The first rule of the MICROTIK connection rule

Do not forget to check "Action" so that the item you need is selected, as in previous rules configurations. After that, you can save the changes and go further.

In another rule, put the "Forward" near "Chain" and tick the same point. The action should also be confirmed by selecting "Accept", only after that go further.

The second rule of MICROTIK installed connection

Approximately the same rules need to be created for related connections, in order not to conflict when an authentication is attempted. The whole process is carried out literally in several actions:

Determine for the rule the value "chain" - "Input", go down and tick the "Related" checkbox opposite the inscription "Connection State". Do not forget about the "Action" section, where the same parameter is activated.

In the second new configuration, leave the connection type as the same, but the network is set "Forward", also in the Actions section you need an "Accept" item.

The second rule of the associated MICROTIK connection

Be sure to keep the changes so that the rules are added to the list.

Connection Resolution from LAN

Local network users will be able to connect only when it is installed in the Firewall rules. To edit, you will first need to find out where the provider cable is connected (in most cases it is Ether1), as well as the IP address of your network. Read more about this in another material on the link below.

Read more: How to find out the IP address of your computer

Next, you need to configure only one parameter. This is done as follows:

In the first line, put "INPUT", then drop to the next "src. Address »And type the IP address there. "IN. Interface »Specify" Ether1 "if the input cable from the provider is connected to it.

Connection Permissions Rule from LAN MICROTIK

Move into the "Action" tab to put the "Accept" value there.

Prohibition of erroneous connections

Creating this rule will help you prevent erroneous compounds. It is automatically determined by unreliable connections by certain factors, after which they are reset and the access will not be provided. You need to create two parameters. This is done as follows:

As in some previous rules, you first specify "INPUT", then drop down and check the "Invalid" checkbox near the "Connection state".

The first rule of protection of erroneous compounds MICROTIK

Go to the tab or section "Action" and set the "Drop" value, which means discharge of compounds of this type.
In a new window, change only "Chain" on "Forward", the rest, as in the previous one, including the action "Drop".

The second rule of erroneous compounds MICROTIK

You can also ban other attempts to connect from external sources. This is done by setting just one rule. After "chain" - "Input" Slip "In. Interface "-" Ether1 "and" Action "-" DROP ".

Prohibition of other incoming connections from the external network of Microtik

Permission of traffic from the local network on the Internet

Work in the Routeros operating system allows you to develop multiple traffic configurations. We will not dwell on this, since such knowledge will not be useful to normal users.
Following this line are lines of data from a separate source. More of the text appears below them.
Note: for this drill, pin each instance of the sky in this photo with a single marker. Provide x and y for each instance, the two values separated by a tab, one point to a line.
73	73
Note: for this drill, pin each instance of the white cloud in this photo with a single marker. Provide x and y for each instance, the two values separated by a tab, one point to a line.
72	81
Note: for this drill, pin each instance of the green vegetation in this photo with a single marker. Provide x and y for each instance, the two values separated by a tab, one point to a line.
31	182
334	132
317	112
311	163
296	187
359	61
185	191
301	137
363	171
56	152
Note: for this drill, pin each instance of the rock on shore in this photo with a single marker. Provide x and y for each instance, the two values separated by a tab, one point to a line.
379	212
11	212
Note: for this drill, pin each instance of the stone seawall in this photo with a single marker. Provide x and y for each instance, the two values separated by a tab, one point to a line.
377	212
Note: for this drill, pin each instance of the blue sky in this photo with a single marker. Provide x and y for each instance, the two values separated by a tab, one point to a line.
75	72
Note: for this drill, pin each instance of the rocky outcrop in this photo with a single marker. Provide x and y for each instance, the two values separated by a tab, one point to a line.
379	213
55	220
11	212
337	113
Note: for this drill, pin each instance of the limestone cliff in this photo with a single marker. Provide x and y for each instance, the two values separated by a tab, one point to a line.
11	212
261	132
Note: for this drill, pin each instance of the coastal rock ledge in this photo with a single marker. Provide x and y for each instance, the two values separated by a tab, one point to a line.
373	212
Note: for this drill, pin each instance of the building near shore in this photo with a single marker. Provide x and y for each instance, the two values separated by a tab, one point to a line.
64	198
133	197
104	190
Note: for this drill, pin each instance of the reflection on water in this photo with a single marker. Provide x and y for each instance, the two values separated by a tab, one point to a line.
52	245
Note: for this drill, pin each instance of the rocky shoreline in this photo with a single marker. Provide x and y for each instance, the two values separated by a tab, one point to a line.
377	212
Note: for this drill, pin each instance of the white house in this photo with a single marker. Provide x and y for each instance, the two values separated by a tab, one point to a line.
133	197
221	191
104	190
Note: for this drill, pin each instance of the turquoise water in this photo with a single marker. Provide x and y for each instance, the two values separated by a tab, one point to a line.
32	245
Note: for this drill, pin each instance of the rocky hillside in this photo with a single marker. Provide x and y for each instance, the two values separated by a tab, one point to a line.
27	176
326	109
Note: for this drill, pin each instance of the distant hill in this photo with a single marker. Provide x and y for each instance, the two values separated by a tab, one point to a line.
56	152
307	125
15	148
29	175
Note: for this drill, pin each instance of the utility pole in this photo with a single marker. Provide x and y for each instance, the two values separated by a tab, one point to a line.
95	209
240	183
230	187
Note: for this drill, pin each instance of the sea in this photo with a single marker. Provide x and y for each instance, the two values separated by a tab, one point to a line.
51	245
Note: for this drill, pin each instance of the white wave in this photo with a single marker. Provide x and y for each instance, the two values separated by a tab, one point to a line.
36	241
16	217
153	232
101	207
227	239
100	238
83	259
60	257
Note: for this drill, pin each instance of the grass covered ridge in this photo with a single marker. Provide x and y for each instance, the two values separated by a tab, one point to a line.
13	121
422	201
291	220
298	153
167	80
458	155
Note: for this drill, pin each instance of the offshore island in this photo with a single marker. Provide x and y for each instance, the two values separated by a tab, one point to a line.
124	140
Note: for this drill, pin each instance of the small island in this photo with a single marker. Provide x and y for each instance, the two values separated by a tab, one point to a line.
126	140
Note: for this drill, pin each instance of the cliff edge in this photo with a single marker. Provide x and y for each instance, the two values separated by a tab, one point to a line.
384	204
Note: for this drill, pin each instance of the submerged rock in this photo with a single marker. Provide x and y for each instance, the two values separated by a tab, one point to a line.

Consider only one firewall rule that allows you to pass traffic from the local Internet:

Select "Chain" - "Forward". Set "in. Interface "and" Out. Interface "Values" Ether1 ", after which mark the exclamation mark" In. Interface.
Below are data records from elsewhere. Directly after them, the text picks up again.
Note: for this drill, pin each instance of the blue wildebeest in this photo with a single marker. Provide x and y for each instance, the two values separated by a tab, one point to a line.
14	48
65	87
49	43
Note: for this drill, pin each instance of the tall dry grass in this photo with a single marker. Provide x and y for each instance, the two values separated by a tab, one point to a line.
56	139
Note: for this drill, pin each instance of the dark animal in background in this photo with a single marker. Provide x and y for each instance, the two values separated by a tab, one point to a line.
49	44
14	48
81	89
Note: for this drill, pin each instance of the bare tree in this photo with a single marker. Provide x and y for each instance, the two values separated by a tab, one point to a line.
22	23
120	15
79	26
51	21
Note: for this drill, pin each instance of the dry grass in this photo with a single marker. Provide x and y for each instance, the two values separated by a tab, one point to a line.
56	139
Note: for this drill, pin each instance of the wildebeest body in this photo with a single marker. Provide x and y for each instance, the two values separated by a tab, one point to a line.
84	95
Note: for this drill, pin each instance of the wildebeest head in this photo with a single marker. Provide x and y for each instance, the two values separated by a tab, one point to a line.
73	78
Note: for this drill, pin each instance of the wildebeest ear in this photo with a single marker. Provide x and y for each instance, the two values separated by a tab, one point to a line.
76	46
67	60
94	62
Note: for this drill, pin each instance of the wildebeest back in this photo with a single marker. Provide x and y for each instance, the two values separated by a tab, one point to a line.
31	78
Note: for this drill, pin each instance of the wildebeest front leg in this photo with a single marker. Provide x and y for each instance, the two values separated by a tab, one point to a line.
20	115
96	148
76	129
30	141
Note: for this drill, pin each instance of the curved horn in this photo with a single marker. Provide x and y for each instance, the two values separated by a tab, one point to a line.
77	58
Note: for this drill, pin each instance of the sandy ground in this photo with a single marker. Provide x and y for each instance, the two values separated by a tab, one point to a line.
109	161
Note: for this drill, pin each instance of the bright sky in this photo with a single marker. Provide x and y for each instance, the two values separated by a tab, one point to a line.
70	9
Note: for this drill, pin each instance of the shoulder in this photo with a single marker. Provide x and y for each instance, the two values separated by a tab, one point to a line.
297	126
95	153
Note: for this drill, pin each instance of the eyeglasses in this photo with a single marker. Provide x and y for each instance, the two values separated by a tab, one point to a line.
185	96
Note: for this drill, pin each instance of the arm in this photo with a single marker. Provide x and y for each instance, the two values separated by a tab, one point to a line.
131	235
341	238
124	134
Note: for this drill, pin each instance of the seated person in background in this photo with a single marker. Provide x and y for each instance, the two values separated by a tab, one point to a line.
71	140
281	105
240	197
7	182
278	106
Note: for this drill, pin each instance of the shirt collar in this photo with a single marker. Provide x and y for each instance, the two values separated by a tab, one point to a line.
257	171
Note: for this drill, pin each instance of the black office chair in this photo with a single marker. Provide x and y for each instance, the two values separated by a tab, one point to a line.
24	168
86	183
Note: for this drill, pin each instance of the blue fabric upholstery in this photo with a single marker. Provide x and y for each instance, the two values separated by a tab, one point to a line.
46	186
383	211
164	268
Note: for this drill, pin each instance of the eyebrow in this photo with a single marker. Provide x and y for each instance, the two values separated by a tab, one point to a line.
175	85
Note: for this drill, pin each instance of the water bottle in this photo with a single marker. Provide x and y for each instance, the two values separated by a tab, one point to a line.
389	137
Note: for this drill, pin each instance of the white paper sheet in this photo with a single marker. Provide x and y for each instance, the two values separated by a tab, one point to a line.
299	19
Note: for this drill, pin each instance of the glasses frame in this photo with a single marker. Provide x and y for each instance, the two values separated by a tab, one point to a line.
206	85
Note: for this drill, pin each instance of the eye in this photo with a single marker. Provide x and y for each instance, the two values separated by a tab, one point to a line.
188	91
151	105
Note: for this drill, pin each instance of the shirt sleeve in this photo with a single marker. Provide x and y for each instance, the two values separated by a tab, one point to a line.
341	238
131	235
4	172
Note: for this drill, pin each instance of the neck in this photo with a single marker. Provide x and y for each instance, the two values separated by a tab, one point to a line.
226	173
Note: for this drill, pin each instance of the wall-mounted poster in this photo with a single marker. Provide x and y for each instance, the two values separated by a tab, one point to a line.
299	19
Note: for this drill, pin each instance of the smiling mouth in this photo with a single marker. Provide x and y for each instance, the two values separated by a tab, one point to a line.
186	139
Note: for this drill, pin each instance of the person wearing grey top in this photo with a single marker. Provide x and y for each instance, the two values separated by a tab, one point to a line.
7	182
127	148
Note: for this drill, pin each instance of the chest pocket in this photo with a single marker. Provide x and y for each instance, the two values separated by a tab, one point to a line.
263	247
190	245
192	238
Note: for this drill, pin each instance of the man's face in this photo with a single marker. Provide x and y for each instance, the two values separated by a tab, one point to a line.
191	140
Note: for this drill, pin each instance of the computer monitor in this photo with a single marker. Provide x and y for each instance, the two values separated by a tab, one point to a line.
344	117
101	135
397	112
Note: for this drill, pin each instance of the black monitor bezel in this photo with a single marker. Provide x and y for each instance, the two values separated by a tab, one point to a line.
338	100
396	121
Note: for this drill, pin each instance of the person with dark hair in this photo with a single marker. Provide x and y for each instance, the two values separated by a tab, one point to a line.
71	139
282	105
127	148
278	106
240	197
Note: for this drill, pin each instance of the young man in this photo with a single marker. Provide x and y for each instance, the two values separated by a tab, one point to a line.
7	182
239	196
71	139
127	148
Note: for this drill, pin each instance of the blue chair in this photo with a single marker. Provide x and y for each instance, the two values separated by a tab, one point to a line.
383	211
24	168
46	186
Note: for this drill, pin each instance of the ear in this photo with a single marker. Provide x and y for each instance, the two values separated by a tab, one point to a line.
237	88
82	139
Rule of traffic from the local area network Microtik

In the "Action" section, select the action "Accept".

To prohibit the rest of the connections, you can also just with just one rule:

Select only the "Forward" network, not exposing anything else.

In Action, make sure that "Drop" is worth.
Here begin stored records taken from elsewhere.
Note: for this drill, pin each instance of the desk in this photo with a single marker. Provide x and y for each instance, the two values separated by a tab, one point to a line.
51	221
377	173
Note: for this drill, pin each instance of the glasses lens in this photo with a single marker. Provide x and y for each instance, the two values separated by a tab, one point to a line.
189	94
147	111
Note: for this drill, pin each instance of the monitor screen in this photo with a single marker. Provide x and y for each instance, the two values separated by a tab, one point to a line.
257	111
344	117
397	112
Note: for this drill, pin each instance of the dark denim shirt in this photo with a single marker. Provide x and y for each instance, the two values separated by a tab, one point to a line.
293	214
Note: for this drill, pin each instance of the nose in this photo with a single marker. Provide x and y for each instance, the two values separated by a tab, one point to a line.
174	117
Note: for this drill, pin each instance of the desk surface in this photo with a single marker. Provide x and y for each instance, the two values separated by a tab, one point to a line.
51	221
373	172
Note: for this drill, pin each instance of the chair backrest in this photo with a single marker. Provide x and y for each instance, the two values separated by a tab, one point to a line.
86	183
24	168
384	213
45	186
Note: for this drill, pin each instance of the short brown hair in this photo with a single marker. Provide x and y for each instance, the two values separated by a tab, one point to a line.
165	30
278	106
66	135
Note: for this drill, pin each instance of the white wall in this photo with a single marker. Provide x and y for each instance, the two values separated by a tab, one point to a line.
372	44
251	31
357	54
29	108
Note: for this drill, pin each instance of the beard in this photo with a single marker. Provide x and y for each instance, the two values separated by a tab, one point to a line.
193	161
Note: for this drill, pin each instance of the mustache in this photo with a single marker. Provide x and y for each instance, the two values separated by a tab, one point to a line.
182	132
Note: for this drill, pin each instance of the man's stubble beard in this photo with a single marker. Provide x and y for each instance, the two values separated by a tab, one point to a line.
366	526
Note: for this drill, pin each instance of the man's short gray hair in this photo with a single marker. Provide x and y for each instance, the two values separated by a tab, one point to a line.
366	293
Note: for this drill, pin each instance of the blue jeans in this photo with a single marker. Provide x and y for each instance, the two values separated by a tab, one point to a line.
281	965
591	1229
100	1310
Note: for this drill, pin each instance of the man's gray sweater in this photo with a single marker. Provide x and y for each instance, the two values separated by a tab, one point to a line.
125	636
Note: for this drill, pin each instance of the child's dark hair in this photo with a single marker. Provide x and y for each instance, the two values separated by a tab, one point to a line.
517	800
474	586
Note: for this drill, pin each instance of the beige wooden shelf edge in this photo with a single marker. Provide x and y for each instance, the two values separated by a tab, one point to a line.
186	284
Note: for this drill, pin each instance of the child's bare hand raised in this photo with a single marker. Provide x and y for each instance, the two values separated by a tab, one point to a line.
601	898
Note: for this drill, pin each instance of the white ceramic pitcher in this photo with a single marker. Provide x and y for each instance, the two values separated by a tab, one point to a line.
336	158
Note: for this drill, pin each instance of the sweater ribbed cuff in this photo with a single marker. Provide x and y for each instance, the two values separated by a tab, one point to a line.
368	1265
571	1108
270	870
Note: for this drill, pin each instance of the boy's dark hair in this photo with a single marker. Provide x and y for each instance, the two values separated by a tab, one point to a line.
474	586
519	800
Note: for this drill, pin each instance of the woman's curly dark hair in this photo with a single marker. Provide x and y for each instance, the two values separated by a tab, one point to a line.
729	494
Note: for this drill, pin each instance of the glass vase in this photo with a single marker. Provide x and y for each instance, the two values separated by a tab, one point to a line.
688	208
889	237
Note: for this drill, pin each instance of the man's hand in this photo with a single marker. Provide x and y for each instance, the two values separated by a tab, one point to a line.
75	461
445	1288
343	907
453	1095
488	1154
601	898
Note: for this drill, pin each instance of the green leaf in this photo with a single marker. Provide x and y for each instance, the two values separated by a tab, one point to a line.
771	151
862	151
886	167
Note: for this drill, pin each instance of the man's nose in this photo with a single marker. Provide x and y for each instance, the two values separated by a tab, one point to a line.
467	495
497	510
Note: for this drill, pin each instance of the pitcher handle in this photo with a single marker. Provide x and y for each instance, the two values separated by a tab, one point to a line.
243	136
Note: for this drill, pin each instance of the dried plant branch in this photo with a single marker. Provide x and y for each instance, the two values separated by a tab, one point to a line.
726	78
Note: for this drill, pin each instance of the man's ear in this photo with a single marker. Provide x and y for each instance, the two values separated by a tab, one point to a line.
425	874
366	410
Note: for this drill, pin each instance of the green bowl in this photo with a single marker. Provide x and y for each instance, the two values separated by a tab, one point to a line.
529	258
According to the final configuration, you should have about such a Firewall scheme, as in the screenshot below.

On this, our article comes up to the logical conclusion. I would like to note that you do not have to apply all the rules, because they may not always be required, however, we demonstrated the basic setting that is suitable for most ordinary users. We hope the information provided was useful. If you have any questions on this topic, ask them in the comments.